A Hotel Citizen

“I am a hotel citizen.” It has been nine months since I moved to the fifth floor of the Hostal Los Molinos (Hostal The Mills) in Loja, Ecuador. It was my initial intension to use this location only as a landing base for my permanent return last December until a more suitable living arrangement could be found, but I am still here. I thought the disco music on Friday and Saturday nights, or the barking German shepherd outside my bedroom window, or the numerous calls of the neighborhood rosters before sunrise would quickly drive me to find a different residence, but I am still here. I live in one of two apartments on the rooftop. It is peaceful here because it is the highest building in the area. There are 80 steps to my floor which I climb three to four times a day as there are no elevators in most of the residential buildings in Loja.

The apartment next to me has been vacant since I moved here in December but a couple from the US will be moving in the beginning of September. I believe he is retired and she teaches at the English School and has offered to help my with my Spanish.

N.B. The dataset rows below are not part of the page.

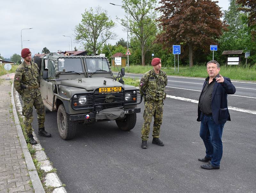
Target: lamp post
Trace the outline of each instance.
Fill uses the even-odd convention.
[[[23,30],[23,29],[33,29],[33,27],[32,28],[24,28],[24,29],[22,29],[20,31],[20,39],[21,39],[21,49],[22,49],[23,48],[22,48],[22,30]]]
[[[30,40],[22,40],[22,44],[23,44],[23,42],[24,41],[30,41]]]
[[[109,4],[111,4],[111,5],[116,5],[117,6],[120,6],[120,7],[122,7],[124,8],[124,9],[125,10],[125,8],[123,5],[116,5],[116,4],[112,4],[111,3],[110,3]],[[127,10],[127,12],[126,12],[126,17],[127,18],[127,50],[128,50],[129,49],[129,36],[128,36],[128,10]],[[127,55],[127,67],[128,67],[128,70],[129,71],[129,55]]]
[[[73,52],[73,48],[72,48],[72,38],[71,38],[71,37],[70,37],[70,36],[68,36],[67,35],[62,35],[62,36],[65,36],[65,37],[69,37],[70,38],[70,39],[71,39],[71,51]]]
[[[33,52],[34,53],[34,56],[35,56],[35,49],[34,48],[29,48],[28,49],[33,49]]]

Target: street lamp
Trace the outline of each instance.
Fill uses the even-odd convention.
[[[35,56],[35,49],[34,48],[29,48],[28,49],[33,49],[33,52],[34,52],[34,56]]]
[[[123,5],[116,5],[116,4],[112,4],[111,3],[109,3],[110,4],[111,4],[111,5],[116,5],[117,6],[120,6],[120,7],[122,7],[125,10],[125,7],[123,6]],[[129,49],[129,37],[128,36],[128,10],[127,10],[127,11],[126,12],[126,17],[127,18],[127,50],[128,50]],[[128,70],[129,70],[129,55],[127,55],[127,64],[128,65]]]
[[[62,36],[65,36],[65,37],[69,37],[70,38],[70,39],[71,39],[71,51],[73,52],[73,48],[72,48],[72,38],[71,38],[71,37],[70,37],[70,36],[68,36],[67,35],[62,35]]]
[[[21,49],[22,49],[22,30],[23,29],[33,29],[33,27],[32,28],[24,28],[24,29],[22,29],[20,31],[20,38],[21,40]]]
[[[30,40],[22,40],[22,44],[23,44],[23,42],[24,41],[30,41]]]

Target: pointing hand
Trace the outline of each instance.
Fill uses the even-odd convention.
[[[224,82],[224,78],[220,74],[220,77],[216,78],[216,80],[218,83],[222,83]]]

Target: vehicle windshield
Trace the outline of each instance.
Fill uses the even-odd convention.
[[[82,73],[82,64],[80,58],[62,58],[58,59],[59,71],[60,72],[65,69],[66,72],[68,71]]]
[[[85,64],[89,72],[109,71],[106,58],[85,58]]]

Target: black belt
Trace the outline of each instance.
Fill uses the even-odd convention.
[[[204,113],[203,113],[203,115],[205,115],[207,117],[211,117],[212,116],[212,114],[210,114],[210,115],[206,115],[206,114],[204,114]]]

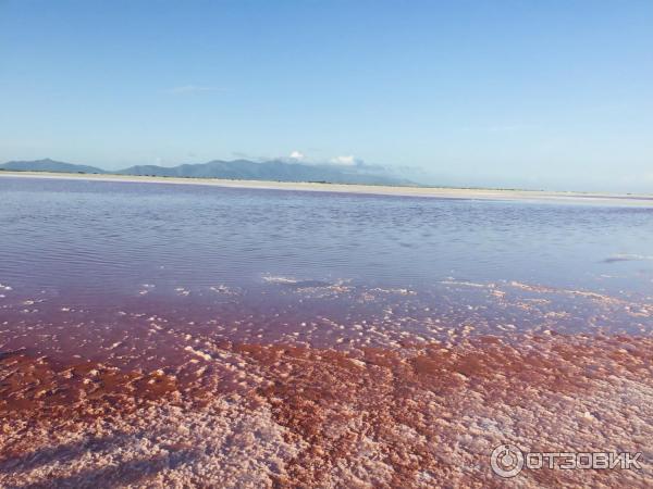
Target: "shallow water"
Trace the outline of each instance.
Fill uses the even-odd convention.
[[[0,228],[35,353],[651,330],[653,209],[3,177]]]
[[[651,217],[2,177],[0,486],[651,487]]]

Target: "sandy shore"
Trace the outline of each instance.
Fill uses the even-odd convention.
[[[315,192],[362,193],[373,196],[430,197],[436,199],[473,199],[503,201],[534,201],[553,203],[584,203],[597,205],[653,206],[653,195],[564,192],[540,190],[500,190],[444,187],[392,187],[383,185],[345,185],[321,183],[289,183],[264,180],[227,180],[220,178],[176,178],[132,175],[95,175],[48,172],[0,172],[0,176],[22,178],[83,179],[147,184],[205,185],[268,190],[300,190]]]

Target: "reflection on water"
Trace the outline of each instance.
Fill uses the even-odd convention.
[[[0,178],[0,486],[492,487],[506,442],[649,461],[651,217]]]
[[[651,330],[651,209],[21,178],[0,192],[5,348],[134,365],[198,338]]]

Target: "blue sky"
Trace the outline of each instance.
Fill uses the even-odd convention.
[[[653,192],[653,2],[0,0],[0,161]]]

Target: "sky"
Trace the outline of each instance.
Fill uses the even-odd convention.
[[[0,162],[653,192],[653,1],[0,0]]]

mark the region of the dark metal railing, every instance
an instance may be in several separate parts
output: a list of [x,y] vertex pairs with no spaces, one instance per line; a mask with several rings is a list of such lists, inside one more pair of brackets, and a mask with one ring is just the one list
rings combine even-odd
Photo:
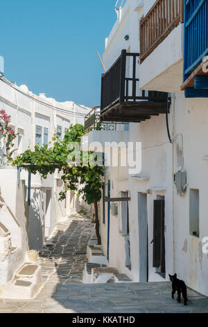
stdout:
[[208,0],[184,4],[184,80],[208,54]]
[[139,54],[122,50],[116,61],[102,75],[101,113],[116,104],[164,102],[168,98],[166,93],[139,90]]

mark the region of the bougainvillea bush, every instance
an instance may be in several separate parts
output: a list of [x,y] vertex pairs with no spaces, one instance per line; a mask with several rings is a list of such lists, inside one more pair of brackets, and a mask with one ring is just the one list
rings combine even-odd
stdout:
[[15,143],[14,140],[17,138],[17,134],[10,127],[10,122],[11,121],[11,116],[7,115],[6,111],[1,109],[0,111],[0,121],[1,123],[1,136],[6,142],[6,154],[8,161],[12,160],[12,156],[15,151],[14,149]]

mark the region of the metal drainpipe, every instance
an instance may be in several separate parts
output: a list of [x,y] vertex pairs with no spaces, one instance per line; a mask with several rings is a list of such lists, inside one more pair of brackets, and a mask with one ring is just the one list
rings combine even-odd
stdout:
[[169,104],[169,97],[168,96],[167,98],[167,110],[166,110],[166,126],[167,126],[167,131],[168,131],[168,136],[169,138],[169,141],[171,143],[172,143],[172,140],[171,138],[171,133],[170,133],[170,129],[169,129],[169,125],[168,125],[168,104]]
[[[107,182],[107,198],[110,198],[110,180]],[[110,248],[110,202],[107,202],[107,260],[109,262]]]
[[175,193],[174,193],[174,182],[173,182],[173,174],[174,174],[174,162],[175,162],[175,156],[174,156],[174,138],[175,134],[175,94],[172,95],[172,120],[173,120],[173,131],[172,131],[172,219],[173,219],[173,271],[175,272]]

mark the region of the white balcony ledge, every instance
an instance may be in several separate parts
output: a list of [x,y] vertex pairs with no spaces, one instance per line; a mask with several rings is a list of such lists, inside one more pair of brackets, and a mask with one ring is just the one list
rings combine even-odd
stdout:
[[175,27],[139,66],[139,88],[181,93],[184,24]]
[[109,147],[126,147],[128,145],[128,131],[91,131],[81,139],[81,150],[93,150],[96,147],[97,152],[103,152]]

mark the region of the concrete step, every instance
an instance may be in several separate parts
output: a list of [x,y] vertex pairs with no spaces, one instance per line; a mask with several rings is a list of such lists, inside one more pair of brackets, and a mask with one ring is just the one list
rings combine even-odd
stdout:
[[0,287],[1,298],[33,298],[42,285],[41,266],[36,263],[26,262],[19,268],[12,280]]
[[133,281],[125,273],[116,273],[114,275],[115,282],[133,282]]
[[116,268],[106,264],[86,263],[83,271],[84,284],[105,284],[106,282],[132,282],[125,273],[119,273]]
[[98,245],[89,245],[87,247],[87,258],[92,264],[107,264],[107,260],[103,255],[101,247]]
[[85,264],[85,269],[83,271],[83,282],[84,284],[91,284],[92,269],[94,268],[102,268],[102,267],[106,267],[106,264],[87,262]]

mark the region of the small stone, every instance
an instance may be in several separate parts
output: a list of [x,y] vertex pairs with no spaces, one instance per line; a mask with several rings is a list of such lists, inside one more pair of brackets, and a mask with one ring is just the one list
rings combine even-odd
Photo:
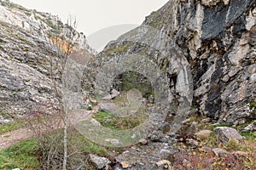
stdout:
[[183,166],[185,167],[190,167],[190,168],[193,167],[192,165],[191,165],[191,162],[189,162],[189,161],[186,160],[186,159],[184,159],[184,160],[183,161]]
[[236,156],[247,156],[248,154],[244,151],[234,151],[232,152],[232,155]]
[[201,130],[198,133],[195,133],[195,135],[200,139],[207,139],[207,138],[209,138],[211,133],[212,133],[212,131],[210,131],[210,130]]
[[126,169],[129,167],[129,162],[122,162],[121,166],[124,169]]
[[227,156],[230,154],[227,150],[222,149],[222,148],[214,148],[212,149],[213,153],[218,156]]
[[251,124],[246,126],[241,129],[243,132],[252,132],[252,131],[256,131],[256,121],[252,122]]
[[140,144],[148,144],[148,140],[145,139],[142,139],[138,141]]
[[242,140],[242,136],[235,129],[228,127],[217,127],[213,129],[217,135],[217,139],[222,143],[228,143],[235,140],[236,143]]
[[105,157],[99,157],[92,154],[90,155],[90,161],[96,166],[98,169],[102,169],[107,167],[111,162]]
[[167,160],[160,161],[160,162],[156,162],[155,164],[157,165],[157,167],[167,165],[168,168],[171,169],[171,162],[169,162]]
[[210,153],[211,149],[207,146],[202,146],[201,148],[199,149],[200,151],[205,152],[205,153]]
[[201,0],[201,4],[207,7],[213,7],[219,2],[220,0]]
[[207,122],[211,122],[211,118],[209,118],[209,117],[201,120],[202,123],[207,123]]
[[194,140],[193,139],[187,139],[186,143],[189,145],[191,145],[192,148],[197,148],[199,145],[199,142],[196,140]]

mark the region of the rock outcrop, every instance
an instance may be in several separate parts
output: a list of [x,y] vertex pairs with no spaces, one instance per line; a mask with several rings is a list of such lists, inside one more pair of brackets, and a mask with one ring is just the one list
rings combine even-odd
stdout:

Having an apartment in a hotel is a bit different for me because I am use to being isolated in my living arrangements. In Fiji, I lived on an plot of land one hundred yards from the ocean. In California, a small casita invisible to the rest of the world behind the main dwelling. Years ago when I imagined my retirement, I thought of the possibility of living in a residential hotel but the image in my mind was in a city like New York or San Francisco and the hotel had a doorman who would greet me upon each exit and return.

There are some advantages to living in a hotel. One advantage of living where I do is the fabulous 360 degree views of the city and surrounding mountains. Also, I did not have to purchase furniture or appliances, and all utilities, cable, and internet wifi are included. For a person like myself who gets itchy feet every three to five years, a hotel is a good choice. Although now that I have residency here, at least Ecuador will be home for a while. I have learned to put in earplugs before the music starts in the disco so the loud music is not much of a problem. Sometimes if I wake up, I’ll go down to the bar for a drink or read. It is a very young crowd and reminds me of my disco days except everyone here does the salsa.

I am a bit of a curiosity to the young adults who come to dance at the disco. They think I am someone important because the hotel staff treats me so well. I leave by a special door that takes me to the stairway and back up to my rooftop apartment. The rooftops in Loja are used as extended rooms by the families to keep the pets and/or chickens, and to hang laundry out to dry. On holidays and weekends many of the families have BQ’s on the neighborhood rooftops.

In Ecuador the children live in the family home until they marry and often even after they are married. It is very family orientated here, often two or three family segments live in the same home. So, by living in a hotel, I have become part of an extended family. The employees are very friendly and attend to me as a family member. We speak different languages but that barrier has not hindered our relationship. Perhaps this is the reason more than any other I am still here.